Managing money circulation is about networking and facilitating economic activities and transactions — production and circulation. The left-liberal intelligentsia, including many “Marxists”, are only talking about the impact of demonetisation as immediately experienced. At best, they are prognosticating a dampening of activities and demands, which will have adverse effects on growth. They are only remotely touching on the policy’s essential connection with the changing contours of the regime of accumulation. Leftists are right in noting the impact of demonetisation on the informal sector, but they have been unable to account for how it is shaping the regime in which informalisation is central.

It has been frequently noted, and quite rightly, that under neoliberalism the economy moves towards informalisation. The formal sector and employment are not growing, while informality is increasingly being embedded in the supply chains of the economy. That is why the informalisation of work processes is considered among the chief characteristics of the neoliberal economy.

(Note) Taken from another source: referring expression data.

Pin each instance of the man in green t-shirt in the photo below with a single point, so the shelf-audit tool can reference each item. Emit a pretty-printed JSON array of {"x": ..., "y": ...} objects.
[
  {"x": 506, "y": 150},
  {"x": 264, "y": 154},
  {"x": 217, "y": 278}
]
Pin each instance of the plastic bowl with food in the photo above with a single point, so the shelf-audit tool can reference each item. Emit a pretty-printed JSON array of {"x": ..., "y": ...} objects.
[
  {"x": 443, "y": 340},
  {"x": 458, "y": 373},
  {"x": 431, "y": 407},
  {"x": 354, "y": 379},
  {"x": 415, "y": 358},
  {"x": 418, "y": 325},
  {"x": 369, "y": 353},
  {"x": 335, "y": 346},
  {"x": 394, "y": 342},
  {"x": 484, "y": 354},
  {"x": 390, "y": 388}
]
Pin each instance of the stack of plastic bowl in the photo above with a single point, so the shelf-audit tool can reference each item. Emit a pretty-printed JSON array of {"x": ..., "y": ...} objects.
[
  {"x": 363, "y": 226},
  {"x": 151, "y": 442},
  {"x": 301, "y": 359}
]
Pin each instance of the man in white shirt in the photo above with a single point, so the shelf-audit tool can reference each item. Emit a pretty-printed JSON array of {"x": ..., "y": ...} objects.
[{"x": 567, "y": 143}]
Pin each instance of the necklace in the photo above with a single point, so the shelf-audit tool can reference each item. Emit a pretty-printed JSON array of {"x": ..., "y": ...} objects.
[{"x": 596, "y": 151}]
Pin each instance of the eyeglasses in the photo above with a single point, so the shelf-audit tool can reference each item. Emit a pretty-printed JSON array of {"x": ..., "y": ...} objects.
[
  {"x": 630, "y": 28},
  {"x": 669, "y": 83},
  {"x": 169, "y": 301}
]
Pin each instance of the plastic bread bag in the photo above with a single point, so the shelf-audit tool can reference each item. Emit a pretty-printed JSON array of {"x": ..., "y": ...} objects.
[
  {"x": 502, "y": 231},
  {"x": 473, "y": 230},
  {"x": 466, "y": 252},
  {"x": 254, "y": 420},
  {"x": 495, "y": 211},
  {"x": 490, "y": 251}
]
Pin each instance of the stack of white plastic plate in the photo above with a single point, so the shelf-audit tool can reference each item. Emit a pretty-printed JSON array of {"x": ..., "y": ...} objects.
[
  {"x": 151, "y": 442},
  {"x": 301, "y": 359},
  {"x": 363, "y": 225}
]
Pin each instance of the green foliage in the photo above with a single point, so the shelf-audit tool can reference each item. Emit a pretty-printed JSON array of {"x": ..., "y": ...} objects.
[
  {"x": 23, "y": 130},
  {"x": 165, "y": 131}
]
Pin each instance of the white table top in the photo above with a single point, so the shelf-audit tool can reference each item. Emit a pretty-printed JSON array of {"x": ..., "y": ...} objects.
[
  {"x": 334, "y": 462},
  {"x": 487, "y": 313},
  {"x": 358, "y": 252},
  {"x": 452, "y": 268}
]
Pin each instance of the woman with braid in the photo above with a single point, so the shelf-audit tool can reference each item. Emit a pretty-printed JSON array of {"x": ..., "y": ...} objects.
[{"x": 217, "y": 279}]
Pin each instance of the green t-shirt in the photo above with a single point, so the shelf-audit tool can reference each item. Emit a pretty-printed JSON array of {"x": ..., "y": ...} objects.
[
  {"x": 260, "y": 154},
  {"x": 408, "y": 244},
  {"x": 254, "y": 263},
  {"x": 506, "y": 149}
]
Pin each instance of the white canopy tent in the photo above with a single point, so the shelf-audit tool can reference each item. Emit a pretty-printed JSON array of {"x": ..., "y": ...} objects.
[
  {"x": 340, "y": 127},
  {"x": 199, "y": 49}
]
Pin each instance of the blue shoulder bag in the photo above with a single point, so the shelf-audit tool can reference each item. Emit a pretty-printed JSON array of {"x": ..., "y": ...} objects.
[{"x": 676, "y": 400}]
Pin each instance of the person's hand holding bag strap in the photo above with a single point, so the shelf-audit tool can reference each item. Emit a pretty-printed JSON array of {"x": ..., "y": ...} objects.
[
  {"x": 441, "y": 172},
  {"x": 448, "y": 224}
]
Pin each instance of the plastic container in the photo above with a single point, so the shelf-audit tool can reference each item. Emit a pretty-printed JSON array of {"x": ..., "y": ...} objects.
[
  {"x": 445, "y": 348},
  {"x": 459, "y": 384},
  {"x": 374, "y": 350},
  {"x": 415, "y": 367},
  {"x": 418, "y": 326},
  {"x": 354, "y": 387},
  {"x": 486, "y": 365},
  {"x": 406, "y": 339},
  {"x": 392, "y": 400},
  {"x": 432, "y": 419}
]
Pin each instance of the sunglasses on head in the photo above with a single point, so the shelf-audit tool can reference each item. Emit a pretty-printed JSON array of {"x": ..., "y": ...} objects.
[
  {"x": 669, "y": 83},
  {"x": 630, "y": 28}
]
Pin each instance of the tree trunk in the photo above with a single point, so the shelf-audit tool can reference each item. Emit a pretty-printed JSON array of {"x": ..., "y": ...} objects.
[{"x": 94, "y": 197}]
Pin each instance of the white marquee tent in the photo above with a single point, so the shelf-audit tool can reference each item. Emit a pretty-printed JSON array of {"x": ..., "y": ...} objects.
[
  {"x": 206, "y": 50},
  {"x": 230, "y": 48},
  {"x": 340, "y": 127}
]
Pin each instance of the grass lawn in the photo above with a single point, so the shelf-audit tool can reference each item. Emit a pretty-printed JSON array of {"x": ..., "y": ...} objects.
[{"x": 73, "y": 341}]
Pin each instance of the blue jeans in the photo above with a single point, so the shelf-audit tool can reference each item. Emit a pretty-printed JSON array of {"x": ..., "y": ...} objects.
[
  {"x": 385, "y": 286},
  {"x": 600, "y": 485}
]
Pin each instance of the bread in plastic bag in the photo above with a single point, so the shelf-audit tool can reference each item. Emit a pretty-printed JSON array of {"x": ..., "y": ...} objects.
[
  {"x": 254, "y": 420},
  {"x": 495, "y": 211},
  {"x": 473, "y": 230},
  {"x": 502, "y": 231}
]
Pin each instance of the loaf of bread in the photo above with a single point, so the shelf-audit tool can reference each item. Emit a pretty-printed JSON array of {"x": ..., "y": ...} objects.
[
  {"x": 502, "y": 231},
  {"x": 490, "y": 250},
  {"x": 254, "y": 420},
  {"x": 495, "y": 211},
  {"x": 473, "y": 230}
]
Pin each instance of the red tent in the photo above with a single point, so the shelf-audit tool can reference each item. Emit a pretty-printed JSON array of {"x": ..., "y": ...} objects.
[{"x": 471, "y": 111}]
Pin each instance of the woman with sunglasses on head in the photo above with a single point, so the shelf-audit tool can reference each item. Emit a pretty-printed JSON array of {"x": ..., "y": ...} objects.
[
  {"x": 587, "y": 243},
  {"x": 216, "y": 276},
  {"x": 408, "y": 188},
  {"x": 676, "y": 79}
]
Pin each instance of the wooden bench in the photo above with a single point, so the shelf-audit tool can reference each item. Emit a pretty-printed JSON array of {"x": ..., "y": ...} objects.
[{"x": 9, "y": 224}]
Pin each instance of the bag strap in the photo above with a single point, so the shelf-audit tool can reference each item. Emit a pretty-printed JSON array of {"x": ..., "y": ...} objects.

As the informal sector has always thrived on surplus population exploited as cheap labour, “hiring-and-firing” is the norm there. What the pre-neoliberal phase had done was to secure an organised labour force that through its demand stability could sustain the domestic market. In many regions, however, a vast rural and urban informal sector was allowed to develop to reproduce surplus population. But the economic planning was avowedly geared towards formalisation. This vast surplus of labour and an increase in the organic composition of capital led to a crisis of the prolonged interregnum of planned capitalism, and a decline in the profitability rate. Technological transformations found the stable workforce in the so-called formal sector over-skilled and a hindrance to further accumulation. The formal sector was increasingly considered to be exclusionary unable to accommodate the growing surplus population allowing over-exploitative hidden economies to flourish. This led to an ascendancy of neoliberal market fundamentalism, which essentially attacked the formal-informal duality by legitimising informality. The aim was to take advantage of overpopulated living labour and utilise technological innovations that made skills redundant and required equi-skilled cogs in the wheel. Through initial structural adjustment programmes these surplus population-based informal sectors were linked with the formal corporate structures in the supply chain. In this scenario, instruments like the time-tested putting-out system, which capitalised and destroyed the old guild system, started becoming handy once again. It was through these instruments that cheap labour arrangements and regimes that existed locally were subsumed to avoid costlier and inflexible labour regimes that pre-neoliberal planning had generated.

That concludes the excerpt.